The Commissioner steels the hearts of the ryots for continuing their course by telling them that for a revenue for four lakhs of rupees, he will for ever confiscate their hundred and fifty thousand acres of land worth over 3 crores of rupees, and for ever declare the holders, their wives and children unworthy of holding any lands in Kaira. He considers the ryots to be misguided and contumacious in the same breath. These are solemn words :

"Do not be under the impression that our Mamlatdars and our Talatis will realize the assessment by attaching and selling your movable property. We are not going to trouble ourselves so much. Our officers' time is valuable. Only by your bringing in the monies shall the treasuries be filled. This is no threat. You take it from me that parents never threaten their children. They only advise. But if you do not pay the dues, your lands will be confiscated. Many people say that this will not happen. But I say it will. I have no need to take a vow. I shall prove that I mean what I say. The lands of those who do not pay will be confiscated. Those who are contumacious will get no lands in future. Government do not want their names on their Records of Ryots. Those who go out shall never be admitted again."

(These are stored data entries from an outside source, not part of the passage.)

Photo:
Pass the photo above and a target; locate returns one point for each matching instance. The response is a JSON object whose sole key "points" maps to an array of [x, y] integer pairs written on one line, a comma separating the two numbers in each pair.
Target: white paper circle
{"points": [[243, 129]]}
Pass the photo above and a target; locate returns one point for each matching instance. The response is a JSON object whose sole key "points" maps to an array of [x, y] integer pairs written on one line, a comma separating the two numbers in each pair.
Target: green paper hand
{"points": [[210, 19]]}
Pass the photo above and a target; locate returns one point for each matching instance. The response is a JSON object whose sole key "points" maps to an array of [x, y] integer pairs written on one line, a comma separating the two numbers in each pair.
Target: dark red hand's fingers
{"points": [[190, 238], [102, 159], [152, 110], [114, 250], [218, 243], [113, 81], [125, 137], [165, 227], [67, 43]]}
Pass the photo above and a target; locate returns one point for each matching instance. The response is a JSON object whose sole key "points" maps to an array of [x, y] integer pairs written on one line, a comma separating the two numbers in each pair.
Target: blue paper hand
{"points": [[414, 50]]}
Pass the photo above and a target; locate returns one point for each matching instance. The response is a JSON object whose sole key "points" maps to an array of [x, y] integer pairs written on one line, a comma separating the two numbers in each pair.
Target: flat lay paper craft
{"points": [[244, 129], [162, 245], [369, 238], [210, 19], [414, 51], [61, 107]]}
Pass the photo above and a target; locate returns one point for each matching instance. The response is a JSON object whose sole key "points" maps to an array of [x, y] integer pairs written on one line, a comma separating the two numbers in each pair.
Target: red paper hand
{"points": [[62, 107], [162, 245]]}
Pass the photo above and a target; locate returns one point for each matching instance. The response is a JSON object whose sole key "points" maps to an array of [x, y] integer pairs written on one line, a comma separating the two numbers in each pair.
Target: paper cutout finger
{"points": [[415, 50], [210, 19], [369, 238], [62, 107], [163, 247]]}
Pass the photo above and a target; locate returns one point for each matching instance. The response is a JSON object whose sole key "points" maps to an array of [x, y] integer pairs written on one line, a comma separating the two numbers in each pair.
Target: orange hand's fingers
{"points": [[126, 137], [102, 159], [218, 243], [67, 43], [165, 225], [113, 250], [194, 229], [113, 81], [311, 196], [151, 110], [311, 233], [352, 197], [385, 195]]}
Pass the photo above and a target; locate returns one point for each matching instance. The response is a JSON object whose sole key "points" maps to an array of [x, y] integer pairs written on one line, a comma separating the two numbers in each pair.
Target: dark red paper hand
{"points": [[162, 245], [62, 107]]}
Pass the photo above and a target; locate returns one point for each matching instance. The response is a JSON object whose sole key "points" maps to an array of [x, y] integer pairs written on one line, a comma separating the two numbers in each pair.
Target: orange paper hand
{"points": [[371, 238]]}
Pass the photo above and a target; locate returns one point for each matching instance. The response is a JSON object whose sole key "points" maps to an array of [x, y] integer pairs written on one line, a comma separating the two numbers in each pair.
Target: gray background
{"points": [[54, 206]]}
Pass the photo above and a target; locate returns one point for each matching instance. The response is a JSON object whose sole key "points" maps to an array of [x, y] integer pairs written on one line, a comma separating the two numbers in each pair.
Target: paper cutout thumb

I hold that it is the sacred duty of every loyal citizen to fight unto death against such a spirit of vindictiveness and tyranny. The Commissioner has done the Ahmedabad strikers and me a cruel wrong in saying that the strikers knowingly broke their vow. He was present at the meeting where the settlement was declared. He may hold that the strikers had broken their vow (though his speech at the meeting produced a contrary impression), but there is nothing to show that the strikers knowingly broke their vow. On the contrary, it was entirely kept by their resuming their work on their getting for the first day wages demanded by them, and the final decision as to wages being referred to arbitration. The strikers had suggested arbitration which the millowners had rejected. Their struggle in its essence was for a 35% increase in their wages or such increase as an Arbitration Board may decide. And this is what they have got. The hit at the strikers and me is, I regret to have to say, a hit below the belt.[1]

Nadiad,
April 15, 1918.
Yours, etc.,
M. K. Gandhi

  1. The Bombay Chronicle, 17-4-1918.